The IHS did not respond to questions from The Washington Post, but it agreed with the GAO’s recommendations, including to better monitor medical equipment and implement a plan to correct problems. Some officials told the GAO the funds available for medical equipment “are insufficient for their needs.” The problems probably would not have gotten so bad, however, had the IHS management paid more attention to its facilities.
“The state of medical equipment at IHS federally operated facilities cannot be determined because IHS does not have complete or reliable data,” GAO auditors said. “… IHS leadership was not aware of these problems until GAO’s review and does not know the extent to which similar problems may exist” across its facilities. That indicates the IHS’s “current monitoring activities are not effective.”
Rep. Frank Pallone Jr. (N.J.), the top Democrat on the House Energy and Commerce Committee, told The Post: “This report is alarming and underscores why Congress must increase funding for the Indian Health Service. We requested this report after hearing from tribal representatives and provider groups that old and inadequate facilities and medical equipment challenge IHS’s ability to provide quality care to tribal members, and this report confirms those challenges.”
At the November hearing, Tony Hillaire, chairman of the Lummi Indian Business Council in Washington state, rhetorically questioned the senators about the personal impact of fentanyl deaths. “Just how many funerals have you been to in the last year? How many have you been to in the last month, in the last week?” he asked. “And for us, it’s pretty much every day, and that’s not just for fentanyl overdose, which has been completely devastating, but also all of the health disparities that we see at Lummi Nation that we are up against.”

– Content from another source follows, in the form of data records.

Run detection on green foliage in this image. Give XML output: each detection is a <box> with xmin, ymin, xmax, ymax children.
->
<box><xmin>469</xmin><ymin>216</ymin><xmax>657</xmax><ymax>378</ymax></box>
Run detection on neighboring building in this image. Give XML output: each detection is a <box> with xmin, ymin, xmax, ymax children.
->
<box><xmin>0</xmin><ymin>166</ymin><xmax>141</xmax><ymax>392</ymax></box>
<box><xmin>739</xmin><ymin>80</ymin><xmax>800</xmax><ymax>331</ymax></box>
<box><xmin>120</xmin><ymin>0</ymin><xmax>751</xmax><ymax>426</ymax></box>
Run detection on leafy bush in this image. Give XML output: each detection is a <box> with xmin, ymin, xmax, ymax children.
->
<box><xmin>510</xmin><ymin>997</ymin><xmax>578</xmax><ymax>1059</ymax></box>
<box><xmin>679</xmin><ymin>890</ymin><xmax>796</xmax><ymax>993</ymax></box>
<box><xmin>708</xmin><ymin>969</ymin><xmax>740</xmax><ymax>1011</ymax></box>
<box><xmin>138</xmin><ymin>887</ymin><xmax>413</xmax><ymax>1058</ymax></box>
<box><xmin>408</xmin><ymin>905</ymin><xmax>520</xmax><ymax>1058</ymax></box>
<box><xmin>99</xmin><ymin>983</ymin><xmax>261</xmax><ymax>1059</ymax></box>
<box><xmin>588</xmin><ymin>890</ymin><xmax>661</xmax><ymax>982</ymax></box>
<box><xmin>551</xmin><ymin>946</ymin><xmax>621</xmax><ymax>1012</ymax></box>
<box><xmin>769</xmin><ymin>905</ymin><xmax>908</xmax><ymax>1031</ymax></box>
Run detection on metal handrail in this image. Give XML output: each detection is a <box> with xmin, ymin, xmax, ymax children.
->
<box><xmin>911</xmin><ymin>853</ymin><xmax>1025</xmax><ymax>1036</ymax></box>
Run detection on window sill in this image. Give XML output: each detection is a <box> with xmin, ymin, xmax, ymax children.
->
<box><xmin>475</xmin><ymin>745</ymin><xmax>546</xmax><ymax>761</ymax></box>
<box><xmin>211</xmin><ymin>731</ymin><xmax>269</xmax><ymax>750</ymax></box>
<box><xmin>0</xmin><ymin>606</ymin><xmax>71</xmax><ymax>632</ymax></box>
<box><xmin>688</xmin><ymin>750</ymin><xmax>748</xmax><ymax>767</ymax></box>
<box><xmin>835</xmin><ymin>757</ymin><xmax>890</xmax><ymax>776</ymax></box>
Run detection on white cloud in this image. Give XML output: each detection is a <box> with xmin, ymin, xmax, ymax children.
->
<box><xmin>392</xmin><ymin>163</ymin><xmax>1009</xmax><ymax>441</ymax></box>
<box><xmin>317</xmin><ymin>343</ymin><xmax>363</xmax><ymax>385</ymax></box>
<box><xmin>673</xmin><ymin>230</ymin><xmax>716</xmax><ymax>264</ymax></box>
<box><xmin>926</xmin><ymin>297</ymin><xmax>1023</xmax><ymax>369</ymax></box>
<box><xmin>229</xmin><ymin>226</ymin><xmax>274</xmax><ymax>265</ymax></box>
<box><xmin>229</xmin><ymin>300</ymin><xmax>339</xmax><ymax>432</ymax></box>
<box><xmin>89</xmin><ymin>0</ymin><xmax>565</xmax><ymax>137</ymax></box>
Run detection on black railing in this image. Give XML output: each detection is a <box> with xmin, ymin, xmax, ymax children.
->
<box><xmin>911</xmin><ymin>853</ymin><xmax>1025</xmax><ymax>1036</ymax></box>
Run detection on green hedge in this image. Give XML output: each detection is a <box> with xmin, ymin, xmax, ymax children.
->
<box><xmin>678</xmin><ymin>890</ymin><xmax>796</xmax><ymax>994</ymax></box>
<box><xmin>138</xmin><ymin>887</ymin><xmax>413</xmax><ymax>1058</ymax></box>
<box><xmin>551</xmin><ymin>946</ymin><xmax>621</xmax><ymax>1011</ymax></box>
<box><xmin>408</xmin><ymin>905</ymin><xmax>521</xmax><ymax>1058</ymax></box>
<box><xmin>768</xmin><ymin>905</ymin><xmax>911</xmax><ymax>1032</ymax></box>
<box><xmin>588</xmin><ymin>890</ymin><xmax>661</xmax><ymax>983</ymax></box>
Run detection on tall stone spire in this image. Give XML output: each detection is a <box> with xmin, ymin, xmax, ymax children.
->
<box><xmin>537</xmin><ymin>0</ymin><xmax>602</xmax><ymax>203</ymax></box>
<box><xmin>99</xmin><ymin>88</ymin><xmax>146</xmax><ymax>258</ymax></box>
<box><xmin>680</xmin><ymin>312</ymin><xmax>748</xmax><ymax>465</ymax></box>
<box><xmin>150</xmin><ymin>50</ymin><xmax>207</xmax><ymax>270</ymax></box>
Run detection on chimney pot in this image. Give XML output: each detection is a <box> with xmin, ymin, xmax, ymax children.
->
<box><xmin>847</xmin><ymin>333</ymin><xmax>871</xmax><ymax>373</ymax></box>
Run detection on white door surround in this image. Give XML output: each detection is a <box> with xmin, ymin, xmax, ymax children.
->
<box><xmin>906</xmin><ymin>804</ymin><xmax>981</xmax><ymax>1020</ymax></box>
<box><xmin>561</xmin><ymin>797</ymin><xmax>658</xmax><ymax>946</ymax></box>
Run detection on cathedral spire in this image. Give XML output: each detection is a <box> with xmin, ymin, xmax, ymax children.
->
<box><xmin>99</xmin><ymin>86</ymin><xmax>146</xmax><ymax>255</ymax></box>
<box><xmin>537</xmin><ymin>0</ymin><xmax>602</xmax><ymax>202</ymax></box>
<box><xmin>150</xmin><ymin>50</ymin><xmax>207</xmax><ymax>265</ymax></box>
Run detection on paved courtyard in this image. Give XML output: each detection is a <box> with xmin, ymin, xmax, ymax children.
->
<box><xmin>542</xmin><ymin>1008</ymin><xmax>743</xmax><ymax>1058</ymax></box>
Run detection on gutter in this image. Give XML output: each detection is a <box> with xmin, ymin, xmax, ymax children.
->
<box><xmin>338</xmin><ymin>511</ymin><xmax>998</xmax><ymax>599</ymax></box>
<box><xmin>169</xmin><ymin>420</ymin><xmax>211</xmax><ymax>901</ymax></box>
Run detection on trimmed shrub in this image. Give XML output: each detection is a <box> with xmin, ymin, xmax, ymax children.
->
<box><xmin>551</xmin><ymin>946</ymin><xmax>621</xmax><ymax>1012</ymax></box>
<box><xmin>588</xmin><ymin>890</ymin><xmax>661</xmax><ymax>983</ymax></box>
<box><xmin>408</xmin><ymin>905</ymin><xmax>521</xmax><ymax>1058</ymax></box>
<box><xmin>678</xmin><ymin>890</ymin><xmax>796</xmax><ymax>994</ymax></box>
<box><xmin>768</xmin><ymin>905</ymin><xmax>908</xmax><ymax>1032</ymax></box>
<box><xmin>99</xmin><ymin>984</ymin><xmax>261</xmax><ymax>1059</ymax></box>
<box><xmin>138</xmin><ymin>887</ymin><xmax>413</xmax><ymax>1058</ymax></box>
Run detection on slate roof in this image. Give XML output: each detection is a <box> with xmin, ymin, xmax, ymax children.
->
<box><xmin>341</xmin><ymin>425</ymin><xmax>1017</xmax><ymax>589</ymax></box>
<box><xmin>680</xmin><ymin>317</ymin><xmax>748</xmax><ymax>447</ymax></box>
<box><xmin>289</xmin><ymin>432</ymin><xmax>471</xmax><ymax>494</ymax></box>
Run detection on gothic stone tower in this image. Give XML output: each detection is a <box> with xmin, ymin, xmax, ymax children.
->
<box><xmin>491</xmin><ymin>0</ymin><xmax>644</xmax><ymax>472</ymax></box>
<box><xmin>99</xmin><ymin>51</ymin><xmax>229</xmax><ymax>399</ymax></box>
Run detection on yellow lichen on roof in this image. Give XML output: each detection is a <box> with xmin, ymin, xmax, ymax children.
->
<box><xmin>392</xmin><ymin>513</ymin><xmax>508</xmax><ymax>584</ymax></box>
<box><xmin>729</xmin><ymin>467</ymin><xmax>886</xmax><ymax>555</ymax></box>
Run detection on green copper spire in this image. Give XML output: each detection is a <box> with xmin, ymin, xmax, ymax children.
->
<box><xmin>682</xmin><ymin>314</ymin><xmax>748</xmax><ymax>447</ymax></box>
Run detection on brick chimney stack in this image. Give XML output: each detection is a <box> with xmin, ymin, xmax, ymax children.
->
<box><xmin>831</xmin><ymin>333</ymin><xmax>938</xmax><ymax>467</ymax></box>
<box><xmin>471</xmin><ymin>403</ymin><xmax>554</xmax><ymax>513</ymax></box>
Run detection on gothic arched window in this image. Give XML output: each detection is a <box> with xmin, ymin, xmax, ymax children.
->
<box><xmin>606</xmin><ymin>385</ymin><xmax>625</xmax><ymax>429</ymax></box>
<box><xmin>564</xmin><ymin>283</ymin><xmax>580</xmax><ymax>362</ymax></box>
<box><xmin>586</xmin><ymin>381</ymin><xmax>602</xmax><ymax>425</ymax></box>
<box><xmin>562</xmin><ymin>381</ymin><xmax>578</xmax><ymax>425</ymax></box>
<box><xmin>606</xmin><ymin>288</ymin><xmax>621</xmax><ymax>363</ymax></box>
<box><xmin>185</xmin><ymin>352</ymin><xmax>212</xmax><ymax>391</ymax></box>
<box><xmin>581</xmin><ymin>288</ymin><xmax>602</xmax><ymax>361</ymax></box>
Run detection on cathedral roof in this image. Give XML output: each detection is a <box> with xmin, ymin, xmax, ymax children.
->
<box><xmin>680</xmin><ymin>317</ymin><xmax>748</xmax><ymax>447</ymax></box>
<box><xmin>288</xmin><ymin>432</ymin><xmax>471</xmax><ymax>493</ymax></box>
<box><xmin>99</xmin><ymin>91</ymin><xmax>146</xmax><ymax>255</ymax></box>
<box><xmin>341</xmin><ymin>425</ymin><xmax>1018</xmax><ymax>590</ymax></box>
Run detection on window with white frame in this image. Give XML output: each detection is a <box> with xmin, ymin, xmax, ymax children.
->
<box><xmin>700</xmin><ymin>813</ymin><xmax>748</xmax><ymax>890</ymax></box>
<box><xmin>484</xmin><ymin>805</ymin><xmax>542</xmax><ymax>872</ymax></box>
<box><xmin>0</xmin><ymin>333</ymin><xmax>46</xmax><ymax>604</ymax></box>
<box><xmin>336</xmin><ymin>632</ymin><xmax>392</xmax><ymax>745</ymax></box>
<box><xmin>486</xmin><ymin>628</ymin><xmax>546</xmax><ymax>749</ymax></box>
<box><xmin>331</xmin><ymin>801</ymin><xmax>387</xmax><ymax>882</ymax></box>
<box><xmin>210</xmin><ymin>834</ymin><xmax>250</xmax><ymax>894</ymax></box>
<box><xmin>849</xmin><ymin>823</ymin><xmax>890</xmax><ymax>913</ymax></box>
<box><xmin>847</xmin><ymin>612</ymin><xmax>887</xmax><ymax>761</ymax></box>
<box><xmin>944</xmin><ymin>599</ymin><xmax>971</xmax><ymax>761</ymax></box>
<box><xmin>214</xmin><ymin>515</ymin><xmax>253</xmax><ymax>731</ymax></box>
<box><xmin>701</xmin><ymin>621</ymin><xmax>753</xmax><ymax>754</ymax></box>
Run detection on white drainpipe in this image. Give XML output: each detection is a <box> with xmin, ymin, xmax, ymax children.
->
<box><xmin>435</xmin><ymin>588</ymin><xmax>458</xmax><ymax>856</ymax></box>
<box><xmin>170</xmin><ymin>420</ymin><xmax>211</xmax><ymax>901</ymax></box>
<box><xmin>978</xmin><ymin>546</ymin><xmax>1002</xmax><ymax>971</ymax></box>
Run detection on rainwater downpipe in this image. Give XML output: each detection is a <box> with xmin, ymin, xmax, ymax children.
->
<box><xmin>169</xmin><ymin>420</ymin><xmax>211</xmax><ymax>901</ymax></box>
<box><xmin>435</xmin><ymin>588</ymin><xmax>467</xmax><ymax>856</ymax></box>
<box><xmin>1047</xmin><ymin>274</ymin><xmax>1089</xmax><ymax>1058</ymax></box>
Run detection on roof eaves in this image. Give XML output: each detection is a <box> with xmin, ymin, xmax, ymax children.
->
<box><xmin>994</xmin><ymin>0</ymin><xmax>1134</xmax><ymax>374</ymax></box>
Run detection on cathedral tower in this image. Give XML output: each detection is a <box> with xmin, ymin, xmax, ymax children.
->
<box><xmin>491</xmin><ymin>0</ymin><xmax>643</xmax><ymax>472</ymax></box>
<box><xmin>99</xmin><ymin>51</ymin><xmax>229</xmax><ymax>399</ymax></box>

Bryce Kirk, a councilman for the Fort Peck Assiniboine and Sioux tribes on the Fort Peck Indian Reservation in Montana, spoke about his brothers lost to fentanyl. “We in Fort Peck have lost a generation of kids right now, and we got grandkids taking care of great-grandma — we got grandparents taking care of great-grandchildren, because the grandchildren that they were taking care of, are now lost in the addictions that we face today,” said the self-described recovered addict, as he called for more policing and behavioral health services.
Claradina Soto, a University of Southern California professor of Navajo and Jemez Pueblo descent, pressed the need to expand “Native-specific and culturally centered services” that include “healing ceremonies such as prayers, smudging, sweat lodges and meeting with traditional healers.”
“Studies have found that many Native community members do strongly favor traditional healing over strict medication use,” she added at the hearing. “… Healing begins with culture and with practices that are grounded in our traditional way of life.”
Echoing that, Schatz said by email that “the federal government must continue supporting these Native-led solutions and do more to ensure IHS facilities have the resources and equipment needed to promote the health and well-being of Native communities across the country.”
Kirk welcomed that assistance, but without Washington telling Indian Country what to do.
“We as Indian people are resilient and will continue to come out of this as we always have,” Kirk said. “But we need additional support from all parts of the federal government, and we need federal agencies to be true partners with us in this effort. We don’t need bureaucrats in D.C. telling us how to solve the problem.”